И во время одной из таких прогулок она впала в первый свой грех — с черным парнем, среди банановых деревьев на плантации. Свобода! После этого было еще несколько любовных свиданий, которые окончательно отдалили ее от мира мужа и остальных английских офицеров.
Когда он вернулся, она не спала. Он подошел к ней, еще не остыв от возбуждения. Не стал зажигать свет, а молча присел к ней на постель.
— Где ты был?
— Да так… захотелось посмотреть старые места перед отъездом.
— Иди ко мне… Боже мой, какой ты холодный! А я, дурочка, ждала, что ты меня согреешь.
— Ночью здесь всегда холодно, разве тебе это впервой?
— Иди ложись…
И вдруг ей захотелось вот сейчас, в темноте, рассказать ему о своем любовнике. Она не смотрела ему в глаза: боялась, что не отважится… Гладила его по голове, раздумывая, с чего начать. Сердце гулко билось в груди. «Чего я испугалась?»
— Мне нужно тебе кое-что сказать… — Она убрала руку с его головы. Дальше язык не повиновался. — Ты… ты простишь меня?

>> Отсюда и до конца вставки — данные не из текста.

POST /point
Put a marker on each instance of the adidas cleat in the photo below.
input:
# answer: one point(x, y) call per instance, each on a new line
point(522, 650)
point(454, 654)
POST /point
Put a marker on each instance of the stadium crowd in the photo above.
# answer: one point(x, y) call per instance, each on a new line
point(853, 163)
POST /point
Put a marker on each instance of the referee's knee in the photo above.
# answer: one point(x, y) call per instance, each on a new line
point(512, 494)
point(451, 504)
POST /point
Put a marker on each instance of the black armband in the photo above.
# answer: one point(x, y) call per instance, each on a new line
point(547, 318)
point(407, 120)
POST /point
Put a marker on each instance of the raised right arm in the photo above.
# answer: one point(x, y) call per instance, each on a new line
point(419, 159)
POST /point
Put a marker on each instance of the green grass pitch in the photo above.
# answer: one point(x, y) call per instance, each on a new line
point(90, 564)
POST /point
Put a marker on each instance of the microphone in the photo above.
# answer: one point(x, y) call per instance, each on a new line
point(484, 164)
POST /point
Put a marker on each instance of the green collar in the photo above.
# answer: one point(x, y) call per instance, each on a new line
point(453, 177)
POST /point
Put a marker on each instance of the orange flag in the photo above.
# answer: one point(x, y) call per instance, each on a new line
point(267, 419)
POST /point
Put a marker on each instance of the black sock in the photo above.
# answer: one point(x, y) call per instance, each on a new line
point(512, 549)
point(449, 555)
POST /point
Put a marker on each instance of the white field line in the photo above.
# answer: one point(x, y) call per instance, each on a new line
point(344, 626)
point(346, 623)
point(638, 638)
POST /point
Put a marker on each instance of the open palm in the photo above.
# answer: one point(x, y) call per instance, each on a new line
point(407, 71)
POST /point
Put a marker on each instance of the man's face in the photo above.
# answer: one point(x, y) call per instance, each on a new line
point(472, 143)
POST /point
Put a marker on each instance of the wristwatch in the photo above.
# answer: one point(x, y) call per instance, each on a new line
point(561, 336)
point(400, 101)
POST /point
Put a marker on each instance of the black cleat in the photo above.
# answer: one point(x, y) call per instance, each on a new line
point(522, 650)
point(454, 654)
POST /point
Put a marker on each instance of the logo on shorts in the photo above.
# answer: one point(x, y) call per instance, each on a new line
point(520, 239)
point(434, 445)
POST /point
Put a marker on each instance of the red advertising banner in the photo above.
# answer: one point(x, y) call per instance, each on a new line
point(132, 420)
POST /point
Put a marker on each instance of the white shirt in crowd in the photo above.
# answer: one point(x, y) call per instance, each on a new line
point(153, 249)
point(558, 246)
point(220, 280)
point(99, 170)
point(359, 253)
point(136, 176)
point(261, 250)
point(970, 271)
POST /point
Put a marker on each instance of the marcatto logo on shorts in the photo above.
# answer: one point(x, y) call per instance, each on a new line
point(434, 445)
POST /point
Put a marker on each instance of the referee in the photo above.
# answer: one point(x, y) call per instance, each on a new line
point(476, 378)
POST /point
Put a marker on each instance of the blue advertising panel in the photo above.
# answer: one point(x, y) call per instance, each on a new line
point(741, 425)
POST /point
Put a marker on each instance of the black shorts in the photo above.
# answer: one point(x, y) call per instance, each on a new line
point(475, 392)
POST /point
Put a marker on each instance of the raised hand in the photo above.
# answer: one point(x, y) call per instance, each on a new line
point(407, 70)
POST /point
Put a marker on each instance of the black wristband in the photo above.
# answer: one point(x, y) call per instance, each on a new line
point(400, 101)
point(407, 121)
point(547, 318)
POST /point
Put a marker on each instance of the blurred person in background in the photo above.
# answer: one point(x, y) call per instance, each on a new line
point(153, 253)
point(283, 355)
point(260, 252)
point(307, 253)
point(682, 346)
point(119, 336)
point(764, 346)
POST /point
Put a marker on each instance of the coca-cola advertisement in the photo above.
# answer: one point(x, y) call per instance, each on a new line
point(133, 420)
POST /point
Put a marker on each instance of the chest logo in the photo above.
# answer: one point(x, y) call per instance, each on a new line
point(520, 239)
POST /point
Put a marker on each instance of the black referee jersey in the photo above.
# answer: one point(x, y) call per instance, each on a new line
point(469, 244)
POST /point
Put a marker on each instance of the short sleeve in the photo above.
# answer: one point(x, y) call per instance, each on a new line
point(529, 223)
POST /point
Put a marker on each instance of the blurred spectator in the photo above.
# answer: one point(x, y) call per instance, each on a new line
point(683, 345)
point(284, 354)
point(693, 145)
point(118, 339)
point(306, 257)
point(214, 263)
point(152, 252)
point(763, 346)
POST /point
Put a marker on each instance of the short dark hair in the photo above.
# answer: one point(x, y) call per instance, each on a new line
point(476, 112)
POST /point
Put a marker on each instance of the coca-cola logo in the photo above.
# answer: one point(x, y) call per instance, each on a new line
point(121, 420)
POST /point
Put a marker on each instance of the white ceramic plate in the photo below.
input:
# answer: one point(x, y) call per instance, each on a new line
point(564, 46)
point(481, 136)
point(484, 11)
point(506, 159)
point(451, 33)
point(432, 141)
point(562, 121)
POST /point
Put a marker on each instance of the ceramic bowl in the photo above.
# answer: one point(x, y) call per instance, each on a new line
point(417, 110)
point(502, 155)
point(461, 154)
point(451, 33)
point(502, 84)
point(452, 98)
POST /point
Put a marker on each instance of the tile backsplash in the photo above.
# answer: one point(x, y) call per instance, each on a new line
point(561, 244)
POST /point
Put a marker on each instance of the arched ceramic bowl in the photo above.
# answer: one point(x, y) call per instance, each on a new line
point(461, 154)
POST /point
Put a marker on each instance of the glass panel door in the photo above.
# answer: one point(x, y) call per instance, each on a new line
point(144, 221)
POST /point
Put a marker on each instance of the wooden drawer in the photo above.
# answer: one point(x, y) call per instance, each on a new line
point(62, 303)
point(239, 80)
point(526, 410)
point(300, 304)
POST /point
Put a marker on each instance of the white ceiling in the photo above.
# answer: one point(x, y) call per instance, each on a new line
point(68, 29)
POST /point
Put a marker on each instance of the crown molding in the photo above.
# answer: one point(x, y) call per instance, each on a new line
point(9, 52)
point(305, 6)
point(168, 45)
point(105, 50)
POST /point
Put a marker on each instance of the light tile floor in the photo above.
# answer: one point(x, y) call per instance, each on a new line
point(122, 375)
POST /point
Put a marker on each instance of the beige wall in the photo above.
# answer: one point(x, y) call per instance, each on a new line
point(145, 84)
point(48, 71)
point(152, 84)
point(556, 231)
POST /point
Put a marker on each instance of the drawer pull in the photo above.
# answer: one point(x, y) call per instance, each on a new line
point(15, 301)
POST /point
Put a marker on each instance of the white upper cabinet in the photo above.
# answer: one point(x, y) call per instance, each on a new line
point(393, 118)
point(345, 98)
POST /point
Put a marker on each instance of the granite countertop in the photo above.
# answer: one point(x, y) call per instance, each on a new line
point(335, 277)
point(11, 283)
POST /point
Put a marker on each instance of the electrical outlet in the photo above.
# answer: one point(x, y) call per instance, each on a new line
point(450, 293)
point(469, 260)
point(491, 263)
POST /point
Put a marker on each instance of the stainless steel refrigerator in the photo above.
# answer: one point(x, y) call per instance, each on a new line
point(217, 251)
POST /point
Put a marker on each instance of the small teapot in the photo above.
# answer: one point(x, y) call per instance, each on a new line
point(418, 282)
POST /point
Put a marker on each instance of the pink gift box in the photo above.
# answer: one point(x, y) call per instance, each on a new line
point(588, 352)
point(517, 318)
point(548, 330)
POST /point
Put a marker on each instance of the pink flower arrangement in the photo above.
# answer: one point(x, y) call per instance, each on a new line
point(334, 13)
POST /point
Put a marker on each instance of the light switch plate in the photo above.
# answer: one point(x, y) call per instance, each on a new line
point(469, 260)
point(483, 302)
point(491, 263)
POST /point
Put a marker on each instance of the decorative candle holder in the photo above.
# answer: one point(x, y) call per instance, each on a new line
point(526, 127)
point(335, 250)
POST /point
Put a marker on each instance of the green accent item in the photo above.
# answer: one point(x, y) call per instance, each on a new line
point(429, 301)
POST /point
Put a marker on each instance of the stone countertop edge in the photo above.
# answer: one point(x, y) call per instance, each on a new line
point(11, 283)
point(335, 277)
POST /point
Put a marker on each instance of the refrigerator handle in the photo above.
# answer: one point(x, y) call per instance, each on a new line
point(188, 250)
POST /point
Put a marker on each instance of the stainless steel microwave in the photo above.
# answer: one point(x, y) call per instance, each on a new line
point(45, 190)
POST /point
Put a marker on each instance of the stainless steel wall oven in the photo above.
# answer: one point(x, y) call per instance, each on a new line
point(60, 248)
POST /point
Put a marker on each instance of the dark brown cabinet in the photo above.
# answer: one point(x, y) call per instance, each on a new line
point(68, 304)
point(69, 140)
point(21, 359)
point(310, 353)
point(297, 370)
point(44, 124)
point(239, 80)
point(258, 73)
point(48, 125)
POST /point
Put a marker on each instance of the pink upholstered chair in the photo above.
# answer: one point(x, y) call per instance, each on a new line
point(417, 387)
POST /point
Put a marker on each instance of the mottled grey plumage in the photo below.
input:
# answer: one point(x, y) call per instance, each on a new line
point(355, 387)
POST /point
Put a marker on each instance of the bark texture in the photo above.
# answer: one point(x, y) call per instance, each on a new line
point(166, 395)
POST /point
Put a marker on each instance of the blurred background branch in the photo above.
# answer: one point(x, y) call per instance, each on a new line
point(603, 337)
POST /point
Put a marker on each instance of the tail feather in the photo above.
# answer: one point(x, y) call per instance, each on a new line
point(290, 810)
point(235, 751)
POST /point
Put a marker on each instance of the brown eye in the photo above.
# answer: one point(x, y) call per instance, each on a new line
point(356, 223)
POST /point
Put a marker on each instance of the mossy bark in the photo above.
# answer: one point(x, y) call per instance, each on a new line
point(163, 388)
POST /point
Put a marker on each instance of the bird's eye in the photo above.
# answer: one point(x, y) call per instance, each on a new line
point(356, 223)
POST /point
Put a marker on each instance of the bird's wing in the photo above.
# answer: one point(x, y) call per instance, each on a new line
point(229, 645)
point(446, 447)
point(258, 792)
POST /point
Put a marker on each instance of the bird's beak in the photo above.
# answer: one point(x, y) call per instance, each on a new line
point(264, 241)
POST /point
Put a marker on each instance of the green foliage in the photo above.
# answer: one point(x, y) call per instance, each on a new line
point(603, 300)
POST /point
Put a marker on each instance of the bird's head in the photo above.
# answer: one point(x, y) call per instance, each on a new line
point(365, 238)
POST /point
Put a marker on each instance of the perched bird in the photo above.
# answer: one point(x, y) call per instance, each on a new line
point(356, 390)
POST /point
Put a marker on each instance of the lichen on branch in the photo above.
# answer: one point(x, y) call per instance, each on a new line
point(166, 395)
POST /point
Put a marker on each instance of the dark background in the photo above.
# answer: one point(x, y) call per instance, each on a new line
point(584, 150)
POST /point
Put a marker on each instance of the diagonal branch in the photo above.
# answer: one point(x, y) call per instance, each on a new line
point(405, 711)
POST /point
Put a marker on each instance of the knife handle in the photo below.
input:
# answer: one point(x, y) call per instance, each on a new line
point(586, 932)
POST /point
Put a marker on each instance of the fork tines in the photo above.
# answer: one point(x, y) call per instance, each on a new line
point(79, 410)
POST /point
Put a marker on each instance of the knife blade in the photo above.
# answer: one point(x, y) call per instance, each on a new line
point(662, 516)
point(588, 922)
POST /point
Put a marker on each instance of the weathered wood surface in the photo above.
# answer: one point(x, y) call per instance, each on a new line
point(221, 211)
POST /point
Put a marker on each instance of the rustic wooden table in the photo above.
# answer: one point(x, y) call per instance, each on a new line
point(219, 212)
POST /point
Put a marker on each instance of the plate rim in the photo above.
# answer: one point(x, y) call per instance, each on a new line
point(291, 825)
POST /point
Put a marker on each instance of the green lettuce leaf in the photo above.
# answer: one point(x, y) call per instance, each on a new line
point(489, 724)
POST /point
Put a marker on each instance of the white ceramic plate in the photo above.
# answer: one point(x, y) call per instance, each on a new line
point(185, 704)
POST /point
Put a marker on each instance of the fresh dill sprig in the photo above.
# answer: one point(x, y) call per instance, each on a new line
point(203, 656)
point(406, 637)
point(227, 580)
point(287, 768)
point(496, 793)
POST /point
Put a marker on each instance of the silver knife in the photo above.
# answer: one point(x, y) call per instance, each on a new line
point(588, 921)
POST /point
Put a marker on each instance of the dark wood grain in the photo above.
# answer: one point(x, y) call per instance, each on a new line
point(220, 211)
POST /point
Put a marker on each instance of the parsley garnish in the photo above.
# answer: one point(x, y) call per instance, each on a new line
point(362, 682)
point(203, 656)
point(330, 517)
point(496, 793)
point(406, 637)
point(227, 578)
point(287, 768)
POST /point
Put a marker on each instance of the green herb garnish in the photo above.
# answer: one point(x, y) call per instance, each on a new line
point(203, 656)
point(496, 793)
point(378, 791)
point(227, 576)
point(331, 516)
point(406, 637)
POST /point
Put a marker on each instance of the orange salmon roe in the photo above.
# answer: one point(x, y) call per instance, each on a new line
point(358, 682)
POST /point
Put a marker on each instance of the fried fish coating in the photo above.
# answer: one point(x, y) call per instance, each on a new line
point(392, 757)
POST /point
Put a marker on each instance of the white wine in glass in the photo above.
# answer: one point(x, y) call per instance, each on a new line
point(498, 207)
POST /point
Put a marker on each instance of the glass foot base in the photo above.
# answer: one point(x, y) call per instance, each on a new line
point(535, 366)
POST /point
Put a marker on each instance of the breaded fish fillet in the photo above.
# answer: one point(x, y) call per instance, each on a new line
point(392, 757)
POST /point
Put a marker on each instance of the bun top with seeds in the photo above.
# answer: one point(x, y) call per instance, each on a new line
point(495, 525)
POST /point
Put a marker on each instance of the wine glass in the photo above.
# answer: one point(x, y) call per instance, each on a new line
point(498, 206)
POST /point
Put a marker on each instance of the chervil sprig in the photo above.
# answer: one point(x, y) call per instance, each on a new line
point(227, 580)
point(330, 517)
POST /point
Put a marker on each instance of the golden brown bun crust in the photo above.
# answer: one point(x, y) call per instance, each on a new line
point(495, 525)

— Конечно, прощу. Все прощу! — Он был заинтригован. Что она может сказать ему больше или хуже того, что написано им в блокноте? Это он должен исповедоваться перед ней, рассказать, как пытался изгнать из себя дух шамба-боя. Но он подождет — ведь ее исповедь, наверно, не займет много времени. Он отдаст потом ей этот блокнот, а сам пойдет в ванную — пусть она без помех прочитает его душевные излияния.
— Конечно, я все прощу тебе, — повторил он ободряющим тоном. — Говори, я слушаю, — прошептал он нежно.
И она рассказала ему о своем любовнике — их шамба-бое.
Он слушал, и кровь леденела у него в жилах. Мужество покидало его.
Сможет ли он простить ее? Она сейчас хочет только одного — забыть старое и начать новую жизнь. Она закончила, и ее голос замер. Она слышала только биение своего сердца и ждала, что он скажет.
Но он молчал. Какое-то оцепенение овладевало им: заползало в руки и ноги, в рот, в сердце… Мужчина. Его шамба-бой. Он встал и пошел к двери.
— Милый, пожалуйста! — невольно вырвалось у нее. Это его молчание страшнее всего… — Не уходи… Это было так давно, еще до чрезвычайного положения.
Но он даже не задержался у дверей, вышел в гостиную. Сел на софу — на то же место, где сидел до поездки в лес.
Машинально стал играть ручкой деревянной кофейной чашки.